Bardella s’est d’abord étonné que le service public donne la parole à un homme qui fait des saluts nazis sur scène. Puis il a attaqué Bannon, le qualifiant d’alcoolique : «On parlait toute à l’heure de la doctrine Monroe [doctrine établissant une sphère d’influence américaine dans tout l’hémisphère occidental, ndlr]. Lui c’est plutôt la doctrine poivrot.»

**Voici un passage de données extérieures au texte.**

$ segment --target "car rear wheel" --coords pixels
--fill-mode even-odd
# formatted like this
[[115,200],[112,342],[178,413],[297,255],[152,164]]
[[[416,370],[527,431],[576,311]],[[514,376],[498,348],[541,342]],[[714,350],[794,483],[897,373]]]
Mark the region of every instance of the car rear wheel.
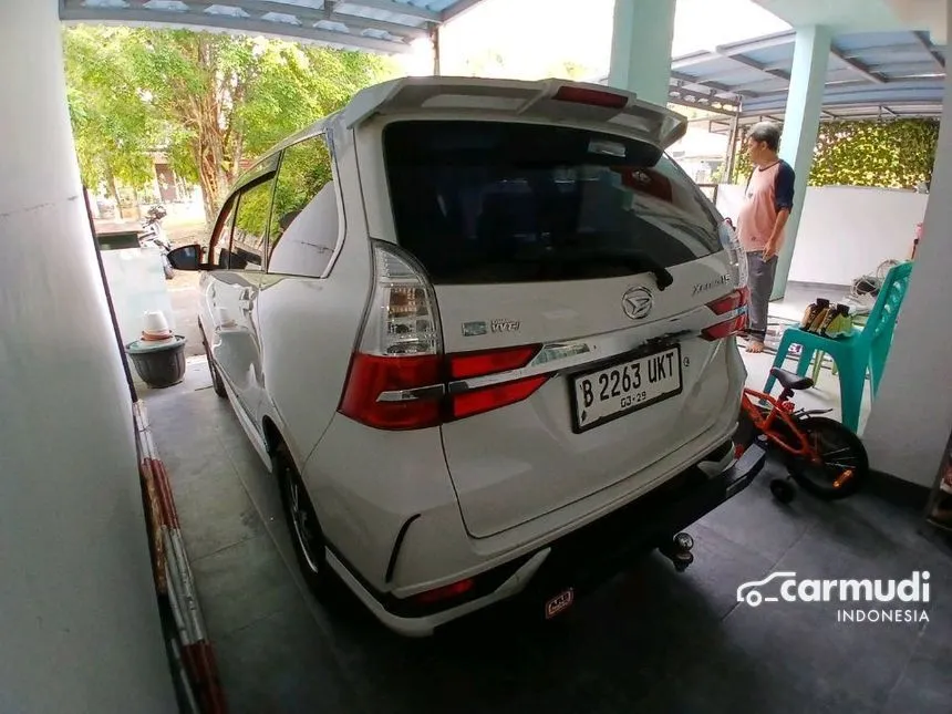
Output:
[[311,591],[323,596],[329,578],[323,532],[303,480],[283,443],[278,444],[271,454],[271,468],[281,489],[284,520],[288,522],[298,566]]

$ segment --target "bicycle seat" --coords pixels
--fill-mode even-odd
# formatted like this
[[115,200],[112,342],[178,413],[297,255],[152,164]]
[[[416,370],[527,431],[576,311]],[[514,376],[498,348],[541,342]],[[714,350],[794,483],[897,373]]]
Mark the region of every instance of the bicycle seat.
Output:
[[777,382],[783,384],[785,390],[808,390],[814,385],[810,377],[787,372],[778,366],[772,368],[770,374],[777,377]]

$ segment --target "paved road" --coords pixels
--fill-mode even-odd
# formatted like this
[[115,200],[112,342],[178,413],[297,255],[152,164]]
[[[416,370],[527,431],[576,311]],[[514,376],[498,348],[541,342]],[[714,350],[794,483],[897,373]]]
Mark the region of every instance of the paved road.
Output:
[[177,271],[169,280],[168,297],[175,319],[175,331],[187,340],[185,355],[204,354],[198,330],[198,273]]

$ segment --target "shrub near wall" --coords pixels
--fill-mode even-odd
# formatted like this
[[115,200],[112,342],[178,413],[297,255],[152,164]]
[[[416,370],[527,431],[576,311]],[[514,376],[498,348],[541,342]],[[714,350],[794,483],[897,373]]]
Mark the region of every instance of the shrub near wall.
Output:
[[[734,182],[744,184],[751,162],[742,133]],[[932,180],[939,139],[935,120],[825,122],[814,149],[810,186],[915,188]]]

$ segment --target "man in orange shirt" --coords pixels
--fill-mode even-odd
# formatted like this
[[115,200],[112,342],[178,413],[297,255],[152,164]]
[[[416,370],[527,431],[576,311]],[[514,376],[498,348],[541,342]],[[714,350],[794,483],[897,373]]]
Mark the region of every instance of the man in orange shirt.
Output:
[[747,253],[751,287],[747,352],[764,351],[777,253],[794,207],[794,169],[777,155],[779,147],[780,128],[776,124],[760,122],[747,133],[746,149],[754,170],[737,216],[737,238]]

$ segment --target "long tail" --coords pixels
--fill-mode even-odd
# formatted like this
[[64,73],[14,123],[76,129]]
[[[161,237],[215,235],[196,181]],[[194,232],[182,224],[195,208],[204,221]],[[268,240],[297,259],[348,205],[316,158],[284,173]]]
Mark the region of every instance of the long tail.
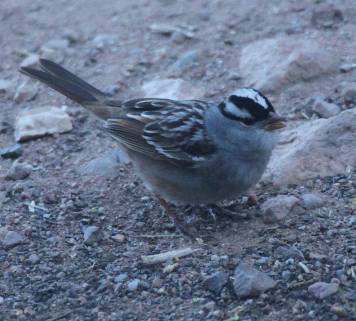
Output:
[[122,113],[121,102],[111,99],[105,94],[53,62],[40,59],[43,70],[21,67],[19,71],[45,84],[83,107],[99,118],[107,120]]

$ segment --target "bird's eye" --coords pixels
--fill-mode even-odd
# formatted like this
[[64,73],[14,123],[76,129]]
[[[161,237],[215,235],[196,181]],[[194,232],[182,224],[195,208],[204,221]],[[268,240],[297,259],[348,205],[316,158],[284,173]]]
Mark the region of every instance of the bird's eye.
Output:
[[242,120],[242,123],[246,126],[251,126],[255,123],[255,121],[252,118],[248,118],[246,117]]

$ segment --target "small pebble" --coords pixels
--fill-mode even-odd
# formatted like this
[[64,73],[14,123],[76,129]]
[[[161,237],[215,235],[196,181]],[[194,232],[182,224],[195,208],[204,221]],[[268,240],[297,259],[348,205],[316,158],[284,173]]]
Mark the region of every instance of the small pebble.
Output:
[[127,288],[129,291],[134,291],[137,290],[138,286],[138,281],[137,280],[132,281],[127,284]]
[[84,232],[84,243],[87,245],[97,243],[104,237],[101,230],[97,226],[89,226]]
[[28,257],[28,261],[32,264],[36,264],[40,262],[40,257],[37,254],[31,254]]
[[20,144],[16,144],[2,149],[0,155],[4,158],[17,158],[23,153],[23,147]]
[[207,310],[208,311],[211,311],[214,306],[215,306],[215,303],[214,301],[210,301],[206,303],[203,306],[203,308],[204,310]]

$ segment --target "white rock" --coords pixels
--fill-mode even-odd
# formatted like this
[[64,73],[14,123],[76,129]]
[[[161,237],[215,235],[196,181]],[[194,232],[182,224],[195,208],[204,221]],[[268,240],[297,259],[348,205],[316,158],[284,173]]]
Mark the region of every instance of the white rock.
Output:
[[6,93],[14,86],[14,83],[10,80],[0,79],[0,93]]
[[2,240],[2,246],[4,248],[7,248],[28,242],[28,240],[24,236],[17,232],[9,231],[6,234],[5,238]]
[[245,263],[235,270],[234,288],[239,297],[258,296],[275,284],[265,273]]
[[88,226],[84,232],[84,243],[87,245],[93,244],[104,236],[101,230],[97,226]]
[[53,39],[50,40],[41,47],[43,50],[47,49],[59,49],[67,48],[69,47],[69,41],[68,39]]
[[101,177],[115,177],[119,174],[119,151],[108,151],[103,156],[87,162],[77,168],[82,174]]
[[52,106],[21,112],[16,118],[15,127],[17,141],[68,132],[73,128],[69,116],[61,109]]
[[284,131],[262,182],[280,188],[346,173],[356,161],[356,109]]
[[14,101],[17,104],[29,101],[35,98],[38,91],[38,87],[37,84],[27,85],[25,81],[19,86],[14,96]]
[[337,283],[328,283],[325,282],[317,282],[309,285],[308,292],[312,293],[319,299],[324,299],[333,294],[337,291],[339,285]]
[[184,100],[201,99],[205,94],[182,79],[163,79],[152,80],[142,87],[145,97]]
[[341,112],[340,107],[335,104],[330,104],[322,100],[317,100],[313,108],[318,116],[322,118],[330,118],[336,116]]
[[315,210],[321,207],[324,204],[324,200],[313,194],[304,194],[302,196],[303,206],[307,210]]
[[261,205],[263,214],[263,222],[275,223],[284,219],[299,202],[296,197],[278,195],[269,199]]
[[20,64],[20,67],[29,67],[30,66],[32,66],[38,62],[39,59],[39,55],[31,55],[22,60],[22,62]]
[[32,165],[27,163],[19,163],[15,160],[6,174],[8,179],[17,180],[23,179],[28,176],[33,169]]
[[242,51],[240,64],[246,85],[264,93],[278,93],[336,70],[331,54],[315,41],[286,37],[250,44]]

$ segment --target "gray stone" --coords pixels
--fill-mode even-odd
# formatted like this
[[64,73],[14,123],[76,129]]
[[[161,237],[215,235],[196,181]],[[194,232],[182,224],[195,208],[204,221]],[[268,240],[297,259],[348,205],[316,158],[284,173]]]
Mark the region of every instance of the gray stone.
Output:
[[9,231],[2,240],[2,246],[4,248],[9,248],[28,242],[28,240],[24,236],[17,232]]
[[129,282],[127,284],[127,288],[129,291],[134,291],[137,290],[138,286],[138,280],[135,280]]
[[15,144],[2,149],[0,155],[4,158],[17,158],[23,153],[23,147],[20,144]]
[[103,156],[90,160],[78,167],[82,174],[101,177],[114,177],[119,174],[119,151],[108,151]]
[[13,180],[23,179],[30,175],[33,169],[32,166],[27,163],[19,163],[16,160],[7,172],[6,178]]
[[31,254],[28,257],[28,262],[32,264],[36,264],[40,262],[40,257],[37,254]]
[[340,67],[340,71],[342,73],[348,73],[349,71],[351,71],[355,67],[356,67],[356,64],[355,63],[344,64]]
[[281,133],[262,178],[277,188],[317,176],[345,173],[356,163],[356,108],[337,116],[320,119]]
[[261,205],[263,215],[263,222],[276,223],[284,219],[299,202],[296,197],[278,195],[269,199]]
[[172,65],[175,69],[184,71],[197,63],[198,55],[195,50],[191,50],[180,57]]
[[114,280],[114,282],[115,283],[117,283],[119,282],[122,282],[123,281],[128,278],[129,277],[127,276],[127,275],[123,273],[115,277]]
[[15,128],[15,139],[19,141],[70,131],[73,126],[62,109],[47,106],[23,111],[16,117]]
[[67,298],[69,298],[70,299],[77,299],[78,297],[78,295],[73,289],[71,288],[67,289],[64,293],[64,295]]
[[265,273],[245,263],[241,263],[235,270],[234,288],[239,297],[258,296],[275,284]]
[[218,271],[208,277],[203,282],[204,286],[216,294],[221,291],[227,281],[227,275],[221,271]]
[[312,293],[316,298],[324,299],[337,292],[338,287],[339,285],[336,283],[317,282],[309,286],[308,292]]
[[14,83],[10,80],[0,79],[0,93],[6,93],[6,91],[8,91],[14,85]]
[[313,111],[321,118],[330,118],[336,116],[341,112],[341,110],[337,105],[322,100],[317,100],[315,102]]
[[319,209],[324,205],[324,200],[313,194],[304,194],[302,196],[302,199],[303,207],[308,210]]
[[215,303],[214,301],[210,301],[210,302],[208,302],[207,303],[205,303],[203,307],[203,308],[204,310],[206,310],[208,311],[211,311],[213,309],[215,306]]
[[336,70],[331,54],[315,41],[288,37],[259,40],[242,50],[240,70],[246,84],[264,93],[311,81]]
[[335,8],[333,4],[322,3],[313,10],[310,23],[317,28],[329,28],[344,19],[342,12]]
[[22,60],[20,64],[20,67],[30,67],[36,64],[40,59],[40,55],[32,54]]
[[22,104],[32,100],[38,91],[37,84],[27,85],[26,82],[19,86],[14,96],[14,101],[17,104]]
[[162,286],[163,284],[163,280],[160,278],[156,277],[152,281],[152,287],[159,289]]
[[93,40],[93,42],[97,47],[98,45],[101,46],[106,44],[112,44],[118,38],[118,35],[98,35]]
[[54,39],[46,42],[41,47],[45,51],[47,49],[65,49],[69,47],[69,41],[68,39]]
[[348,107],[354,107],[356,104],[356,83],[346,83],[341,90],[340,96]]
[[300,260],[304,259],[303,253],[295,245],[291,246],[289,248],[280,246],[278,248],[278,252],[283,256],[284,259],[293,258]]
[[230,80],[240,80],[242,77],[240,73],[231,72],[229,73],[227,78]]
[[145,97],[174,100],[201,99],[205,94],[202,88],[180,79],[153,80],[144,84],[141,89]]
[[147,291],[148,290],[150,290],[151,287],[151,286],[147,282],[142,281],[142,280],[140,280],[138,281],[138,284],[137,285],[138,289],[143,291]]
[[86,244],[96,243],[103,237],[103,232],[97,226],[89,226],[84,232],[84,243]]

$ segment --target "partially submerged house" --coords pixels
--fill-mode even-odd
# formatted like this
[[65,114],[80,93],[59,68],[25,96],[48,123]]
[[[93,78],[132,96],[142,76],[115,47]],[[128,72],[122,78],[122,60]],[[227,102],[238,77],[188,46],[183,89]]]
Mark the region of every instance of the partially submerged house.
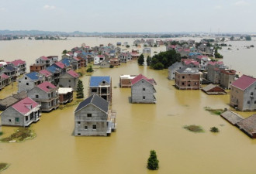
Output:
[[59,107],[58,87],[45,81],[27,92],[27,95],[41,104],[41,111],[50,111]]
[[142,74],[131,80],[131,102],[141,104],[155,104],[154,97],[156,90],[154,85],[157,84],[154,79],[148,79]]
[[59,103],[61,104],[70,103],[73,101],[73,89],[71,87],[59,87]]
[[243,75],[234,81],[230,104],[241,111],[256,111],[256,78]]
[[75,136],[107,136],[116,130],[116,113],[97,94],[81,101],[74,111]]
[[1,114],[2,125],[29,126],[40,118],[40,104],[29,97],[26,97],[9,107]]
[[92,76],[89,83],[89,96],[98,94],[112,102],[112,80],[110,76]]
[[218,87],[216,85],[213,85],[212,84],[207,85],[206,87],[204,87],[202,88],[202,90],[206,93],[209,95],[218,95],[218,94],[226,94],[227,92],[221,88],[220,87]]
[[60,77],[59,85],[62,87],[71,87],[74,90],[77,90],[79,80],[79,74],[72,70]]

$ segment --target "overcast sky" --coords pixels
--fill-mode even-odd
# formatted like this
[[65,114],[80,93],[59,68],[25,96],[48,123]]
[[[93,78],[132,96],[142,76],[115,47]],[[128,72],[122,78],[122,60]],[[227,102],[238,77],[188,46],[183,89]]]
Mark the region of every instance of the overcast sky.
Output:
[[255,32],[256,0],[0,0],[0,30]]

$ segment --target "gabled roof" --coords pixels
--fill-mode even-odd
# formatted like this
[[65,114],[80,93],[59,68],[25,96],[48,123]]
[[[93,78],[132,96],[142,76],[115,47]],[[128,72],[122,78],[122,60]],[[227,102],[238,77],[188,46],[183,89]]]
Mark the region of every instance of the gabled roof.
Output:
[[102,110],[102,111],[108,113],[109,103],[109,101],[106,101],[105,99],[99,97],[97,94],[92,94],[89,97],[86,98],[85,101],[81,101],[74,112],[77,112],[82,109],[83,107],[86,107],[89,104],[92,104]]
[[48,71],[48,70],[40,70],[40,71],[39,71],[39,73],[40,73],[40,74],[43,74],[43,75],[44,75],[45,77],[49,77],[49,76],[50,76],[52,73],[50,72],[50,71]]
[[131,80],[130,82],[131,82],[132,85],[133,85],[142,79],[145,80],[146,81],[148,81],[151,84],[156,84],[156,82],[154,81],[154,79],[148,79],[146,77],[144,77],[144,75],[142,75],[141,73],[140,75],[137,76],[133,80]]
[[70,70],[69,71],[67,72],[69,75],[71,75],[71,77],[74,77],[74,78],[78,78],[79,77],[79,74],[77,73],[76,72],[74,72],[72,70]]
[[32,80],[39,80],[41,77],[41,75],[37,72],[32,72],[26,74],[29,78],[30,78]]
[[244,90],[256,81],[256,78],[250,76],[243,75],[237,80],[234,81],[231,85]]
[[52,89],[57,89],[57,87],[48,81],[43,82],[36,87],[45,92],[50,92]]
[[27,97],[18,103],[13,104],[12,107],[19,113],[26,114],[38,105],[39,104]]
[[90,87],[99,87],[102,81],[110,84],[110,76],[92,76],[90,80]]

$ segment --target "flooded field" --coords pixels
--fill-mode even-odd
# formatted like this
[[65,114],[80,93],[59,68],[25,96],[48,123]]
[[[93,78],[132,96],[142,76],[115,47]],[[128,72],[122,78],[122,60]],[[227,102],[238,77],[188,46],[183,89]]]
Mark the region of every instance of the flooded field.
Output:
[[[9,53],[3,49],[3,46],[10,50],[8,44],[11,42],[6,42],[6,44],[0,42],[1,58],[6,60],[9,53],[12,59],[23,58],[29,64],[43,55],[60,56],[63,49],[79,46],[81,43],[95,46],[102,43],[115,43],[119,40],[101,39],[104,42],[97,43],[90,40],[92,38],[84,39],[88,40],[83,41],[79,38],[71,41],[44,41],[44,43],[31,45],[27,41],[14,41],[12,44],[16,46],[19,45],[23,49],[14,49]],[[59,45],[58,43],[61,42],[66,43]],[[36,48],[34,45],[42,47]],[[24,50],[26,46],[29,49]],[[157,49],[160,51],[164,48]],[[251,50],[254,56],[256,49]],[[222,53],[225,60],[225,50]],[[229,52],[227,54],[230,55]],[[251,58],[251,63],[256,63],[252,60],[254,58]],[[244,59],[248,58],[244,56]],[[227,60],[230,61],[231,58]],[[250,67],[251,64],[253,63],[248,63],[247,67]],[[234,65],[234,68],[236,69]],[[248,70],[240,67],[242,72]],[[256,75],[254,69],[248,73]],[[121,74],[139,73],[156,80],[157,104],[130,104],[130,89],[119,87]],[[251,139],[220,116],[211,114],[203,108],[206,106],[230,108],[229,94],[208,96],[201,90],[176,90],[173,87],[174,81],[167,79],[167,70],[155,71],[146,66],[139,67],[136,62],[122,64],[118,68],[97,69],[92,75],[112,77],[112,108],[117,112],[117,131],[109,137],[74,137],[72,134],[76,106],[43,113],[40,121],[31,126],[37,135],[34,139],[21,143],[0,144],[0,162],[11,164],[3,173],[256,172],[254,166],[256,139]],[[85,75],[81,79],[88,97],[89,76]],[[5,87],[0,91],[0,98],[12,94],[16,90],[16,85]],[[254,113],[241,114],[247,117]],[[193,133],[183,128],[183,126],[189,125],[201,125],[205,132]],[[210,132],[209,128],[213,126],[219,128],[220,132]],[[5,134],[12,133],[15,129],[2,127]],[[156,172],[148,171],[146,167],[151,149],[157,152],[160,161],[159,170]]]

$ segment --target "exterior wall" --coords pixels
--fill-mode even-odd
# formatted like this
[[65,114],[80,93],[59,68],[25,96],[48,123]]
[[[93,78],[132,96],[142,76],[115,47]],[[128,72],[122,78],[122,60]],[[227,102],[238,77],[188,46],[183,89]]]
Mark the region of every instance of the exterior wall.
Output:
[[179,90],[200,89],[200,74],[179,74],[175,73],[175,86]]
[[60,78],[59,85],[63,87],[72,87],[74,91],[77,90],[78,78],[74,78],[68,73],[65,73]]
[[[92,114],[92,118],[88,118],[87,114]],[[74,135],[80,134],[84,136],[106,136],[107,118],[106,113],[89,104],[74,113]],[[92,128],[93,125],[97,127],[95,130]],[[85,128],[85,126],[87,129]]]
[[[143,89],[145,89],[144,90]],[[156,102],[154,95],[155,93],[154,85],[142,79],[132,85],[131,101],[132,103],[153,104]]]

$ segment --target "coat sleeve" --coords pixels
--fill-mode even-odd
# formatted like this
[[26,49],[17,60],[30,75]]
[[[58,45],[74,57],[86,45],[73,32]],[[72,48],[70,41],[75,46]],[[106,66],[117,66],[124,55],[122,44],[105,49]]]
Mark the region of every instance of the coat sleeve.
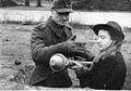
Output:
[[94,82],[93,87],[98,89],[115,89],[112,84],[115,82],[115,75],[117,74],[114,72],[116,66],[117,62],[115,56],[107,57],[103,63],[103,68],[94,73],[91,78],[92,82]]
[[55,53],[63,53],[66,47],[63,43],[46,46],[46,35],[35,28],[31,35],[32,57],[35,64],[48,64],[49,58]]

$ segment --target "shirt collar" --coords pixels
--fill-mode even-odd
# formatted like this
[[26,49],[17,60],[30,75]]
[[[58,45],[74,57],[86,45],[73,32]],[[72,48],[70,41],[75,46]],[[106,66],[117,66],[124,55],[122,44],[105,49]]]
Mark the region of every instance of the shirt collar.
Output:
[[49,17],[47,25],[51,28],[51,30],[58,36],[61,37],[64,26],[60,26],[59,24],[57,24],[51,16]]

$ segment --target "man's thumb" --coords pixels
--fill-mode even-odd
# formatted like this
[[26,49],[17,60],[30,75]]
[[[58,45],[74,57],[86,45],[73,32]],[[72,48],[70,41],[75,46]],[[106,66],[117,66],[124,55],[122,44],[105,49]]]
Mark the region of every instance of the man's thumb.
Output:
[[76,35],[72,36],[69,40],[75,40],[76,39]]

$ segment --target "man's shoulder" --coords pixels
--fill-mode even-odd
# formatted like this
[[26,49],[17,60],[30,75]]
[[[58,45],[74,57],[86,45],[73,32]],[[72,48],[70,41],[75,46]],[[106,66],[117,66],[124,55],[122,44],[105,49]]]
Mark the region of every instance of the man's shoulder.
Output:
[[44,28],[46,28],[46,23],[39,23],[35,26],[35,29],[38,29],[38,30],[43,30]]

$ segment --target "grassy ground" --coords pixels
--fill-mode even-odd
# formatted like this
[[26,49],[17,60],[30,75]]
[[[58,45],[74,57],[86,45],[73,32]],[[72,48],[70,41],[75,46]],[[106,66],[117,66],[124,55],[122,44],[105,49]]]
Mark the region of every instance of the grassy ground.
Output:
[[[41,87],[25,86],[34,66],[29,49],[29,37],[34,26],[0,24],[0,89],[46,90]],[[88,42],[87,49],[96,52],[95,49],[97,48],[93,47],[95,35],[91,29],[74,29],[73,34],[78,35],[76,41]],[[124,35],[126,41],[122,46],[122,53],[128,73],[123,90],[131,90],[131,29],[124,28]],[[68,90],[78,90],[75,88],[79,87],[79,80],[72,70],[70,70],[70,76],[73,81],[73,89]]]

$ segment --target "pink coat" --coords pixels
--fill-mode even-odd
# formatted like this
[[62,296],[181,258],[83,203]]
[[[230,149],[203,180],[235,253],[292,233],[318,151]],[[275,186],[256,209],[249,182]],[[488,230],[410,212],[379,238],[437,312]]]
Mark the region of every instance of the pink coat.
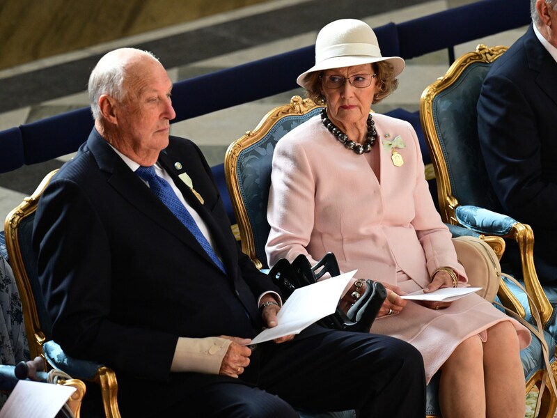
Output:
[[[454,268],[464,283],[450,233],[424,177],[415,131],[407,122],[384,115],[373,114],[373,119],[379,143],[370,154],[345,148],[319,116],[278,142],[267,211],[269,265],[300,254],[315,263],[331,251],[342,271],[357,269],[357,277],[397,284],[407,292],[425,287],[442,266]],[[395,139],[401,167],[391,160]],[[380,184],[370,165],[377,152]],[[410,279],[400,283],[398,277]],[[485,339],[485,330],[501,320],[513,323],[521,348],[529,344],[529,331],[475,294],[439,311],[409,302],[400,314],[377,319],[372,332],[414,345],[424,357],[429,382],[462,341],[474,334]]]

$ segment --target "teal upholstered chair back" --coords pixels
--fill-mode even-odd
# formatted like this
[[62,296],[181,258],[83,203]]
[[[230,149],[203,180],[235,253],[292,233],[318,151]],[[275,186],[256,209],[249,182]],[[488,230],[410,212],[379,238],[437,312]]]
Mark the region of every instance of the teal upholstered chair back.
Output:
[[224,160],[228,192],[238,223],[242,251],[258,268],[268,268],[265,243],[269,226],[267,204],[276,142],[319,114],[322,107],[294,96],[289,104],[269,111],[253,131],[228,147]]
[[506,49],[478,46],[477,52],[461,57],[422,95],[422,125],[426,136],[437,139],[428,144],[432,158],[437,160],[434,167],[443,164],[446,169],[435,173],[441,211],[450,204],[448,196],[452,196],[460,205],[501,212],[480,149],[476,106],[492,64]]

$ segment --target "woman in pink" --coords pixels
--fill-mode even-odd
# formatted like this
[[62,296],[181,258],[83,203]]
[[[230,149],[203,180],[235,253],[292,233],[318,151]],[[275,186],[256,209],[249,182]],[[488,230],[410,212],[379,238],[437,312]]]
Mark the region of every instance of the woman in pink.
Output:
[[467,281],[430,194],[415,131],[370,114],[397,87],[404,65],[401,58],[382,56],[363,22],[338,20],[320,31],[315,65],[297,82],[326,111],[277,144],[269,265],[300,254],[315,263],[331,251],[342,271],[382,281],[388,297],[371,332],[416,347],[428,382],[442,371],[444,417],[522,417],[519,350],[531,340],[524,327],[475,293],[453,302],[400,297]]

Un jeu de mots en guise d’attaque perso sur le passé alcoolique de Bannon – il dit être sobre depuis 1998 – et qui témoigne de la grande tension actuelle entre Bardella et l’ancien conseiller de Trump. Mais ce serait oublier un peu vite qu’en 2018, le FN avait déroulé le tapis rouge à Bannon, invité vedette du congrès du parti. A l’époque, personne à l’extrême droite ne le trouvait trop sulfureux. Mais les choses ont changé et, désormais, le boss du RN tente, avec d’autres, de faire croire qu’il ne connaît pas vraiment Bannon. Bah si pourtant.